Main Street is still there, too,kind of. Driving over the railroad tracks that still bisect the town, I glance over at Fourth and Main and see only a mountain of rubble at the corner. It could be Berlin, 1945, or maybe London in the Blitz-total destruction. An old building has fallen in. Happily it happened early one evening in downtown Pine Bluff, which means nobody was around to get hurt.

But just up the street and around the corner, the old Community Theater, a derelict when I lived there, has been resurrected. Like a ghost on a feast day. Its new, golden paint job glows in the sunlight. Its impressive new marquee, which would do justice to the movie palaces of old, glitters and gushes like an electronic waterfall. Talk about back from the dead. Hope is reborn, and hope ain’t that easy to come by in today’s Pine Bluff. As what remains of the once grand old Hotel Pines at Fifth and Main attests.

I spent my first night in Pine Bluff at the hotel (July 7, 1962) as a candidate for editorial writer at the Pine Bluff Commercial. And the place was run down even then. It’s been boarded up for years now, but somewhere in the innards of that great hulk they say the stainedglass ceiling over the once grand ballroom still exists, like a dream of the golden past.

Who knows, one day the Pines may shine again, too. Why not? A decaying old warehouse district in downtown Little Rock that no one dared enter after nightfall became today’s vibrant and still growing River Market in the heart of the city.

Who knows, the Pines could turn out to be the next Alluvian Hotel and Spa à la Greenwood, Miss., and all it would take is a little imagination and an awful lot of money, I say with the practiced ease of one who doesn’t have it.

Next I go in search of my old barber shop, fully expecting to find another empty lot, or maybe a seedy little garage where some shade-tree mechanic has moved indoors. But there it is, still a cinder’s throw away from the railroad tracks on Fourth.

A beauty shop seems to have moved into half of the little building, but I am directed to the barber shop next door. I even recognize a couple of the barbers, I believe. But when I ask after mine, whom I always thought of as Tiny in tribute to his rotundity, I’m told he’s long gone.

I’m not surprised. With his impressive ballast, he could have been an illustration in a medical textbook on hypertension and morbidity.
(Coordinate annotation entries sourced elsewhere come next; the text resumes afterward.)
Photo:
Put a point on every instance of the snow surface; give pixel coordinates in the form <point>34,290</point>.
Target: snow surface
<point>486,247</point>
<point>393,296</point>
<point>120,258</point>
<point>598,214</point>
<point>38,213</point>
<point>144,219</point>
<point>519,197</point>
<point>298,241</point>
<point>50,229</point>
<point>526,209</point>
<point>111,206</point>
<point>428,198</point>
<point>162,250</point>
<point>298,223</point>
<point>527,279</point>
Tiny was a fine barber and, I understand, a finer fisherman. “Here’s another thing I want to talk about . . . . ,” one of the customers is saying as I leave. That much hasn’t changed.

Tiny was one of the many things I missed about Pine Bluff when I got the terrible idea of moving to Chicago, where I stayed for a year to the day before I was overjoyed to head back home. (I’ve never done well above a certain degree of latitude.)
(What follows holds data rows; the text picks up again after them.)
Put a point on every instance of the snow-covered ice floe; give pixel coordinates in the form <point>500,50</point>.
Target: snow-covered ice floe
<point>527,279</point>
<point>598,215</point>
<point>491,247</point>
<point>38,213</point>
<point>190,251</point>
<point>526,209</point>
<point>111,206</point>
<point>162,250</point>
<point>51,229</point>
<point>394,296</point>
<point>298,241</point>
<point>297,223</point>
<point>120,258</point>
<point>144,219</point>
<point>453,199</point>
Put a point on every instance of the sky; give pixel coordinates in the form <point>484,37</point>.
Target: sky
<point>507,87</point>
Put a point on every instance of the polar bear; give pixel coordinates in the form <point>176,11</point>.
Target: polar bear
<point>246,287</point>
When I asked my new boss at the Chicago Daily News where I might get a haircut nearby, he told me there was a barber shop not far away. Then he hesitated. And added, as if giving me fair warning: “But it’s a black barber shop.”
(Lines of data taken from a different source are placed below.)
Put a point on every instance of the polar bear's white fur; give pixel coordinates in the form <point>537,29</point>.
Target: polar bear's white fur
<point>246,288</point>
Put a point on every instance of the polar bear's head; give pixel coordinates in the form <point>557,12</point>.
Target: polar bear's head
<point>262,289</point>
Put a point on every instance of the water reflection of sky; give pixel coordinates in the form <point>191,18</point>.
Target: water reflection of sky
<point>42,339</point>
I could only smile and think: “Man, I wouldn’t know what it was to have my hair cut by a white man.” He was from up North or out West somewhere, as I recall, and very successful.

Soon it was time for the high point of my sentimental journey: an uptown cheeseburger at the Sno-White Grill with a side order of local gossip and general reminiscence, both prepared with his usual competence by Bobby Joe Garner, Chief Cook and Prop.

It was right where it belonged: still just down Georgia Street from “where the shoe repair shop used to be,” which is the way old-timers in Pine Bluff used to give directions to newcomers-to their complete mystification.

It was a relief to find the Sno-White unchanged; local institutions need to be preserved, and the coffee was as strong as I remembered. The place wasn’t exactly crowded in the middle of a Saturday afternoon, except by the ghosts I kept recalling from the days they used to exchange banter with me there.

And will surely do so again soon enough. There’s nothing like paying a visit to your old town to feel more than intimations of mortality. It doesn’t feel bad at all. A little like Old Home Week.